Providers should also discuss the importance of family engagement with patients. Although clinicians may be working to cultivate independence in adolescent patients, they may still emphasize the importance of family engagement for patients of all ages.
Family engagement can improve patient safety and provide emotional comfort during medical treatment. Providers should still emphasize the teenager’s choice in this process.
“It’s analogous to us saying that we encourage adolescents to discuss any health issues with their parents,” David West, MD, medical director for Health Informatics at Nemours Children’s Health, said in a previous interview. “We want that relationship to be open and dynamic. We try to encourage patients to talk to their parents, for the same reasons that we encourage adolescents to have their family involved and be an adequately informed support structure for them.”
Communicating patient independence with parents and guardians
Of course, some parents may not always feel ready to relinquish control of their teenagers’ health. Parents may have an adverse reaction to seeing a limited view of the patient portal or being asked to sit in the waiting room during exams.

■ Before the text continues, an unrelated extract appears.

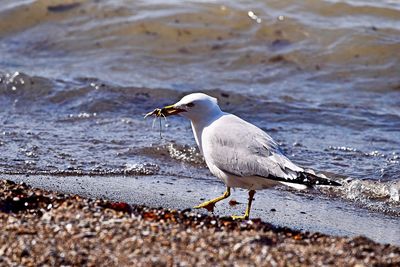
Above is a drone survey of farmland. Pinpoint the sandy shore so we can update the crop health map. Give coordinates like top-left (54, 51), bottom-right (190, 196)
top-left (0, 180), bottom-right (400, 266)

In most cases, these parents are just looking out for their children. Providers should be patient with these parents and outline the benefits of cultivating adolescent patient autonomy and reassure them that they are emphasizing the importance of strong family engagement. This should often be enough to assuage parents’ concerns.
Additionally, industry experts recommend providers begin this transition early.

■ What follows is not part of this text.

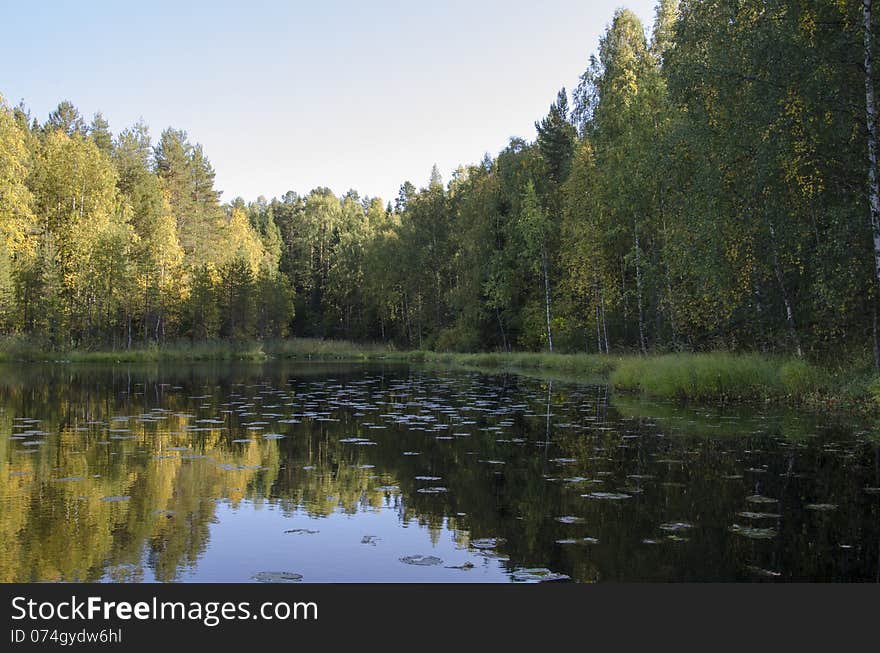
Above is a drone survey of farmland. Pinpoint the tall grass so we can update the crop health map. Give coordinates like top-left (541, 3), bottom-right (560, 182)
top-left (0, 338), bottom-right (880, 407)
top-left (609, 353), bottom-right (824, 401)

A 2018 report from AAP, AAFP, and the American College of Physicians (ACP) outlined the importance of discussing pediatric transitions to adult care as early as age 12. This will also allow providers to take an incremental approach to introducing adolescent autonomy. Instead of asking a parent to sit in the waiting room for an entire appointment, they may only ask the parent for privacy for a few minutes.
Making the transition from pediatric to adult healthcare is an inevitable one. Establishing a set of best practices for preparing both patients and their parents or guardians for this change will ensure a smooth and simple transition.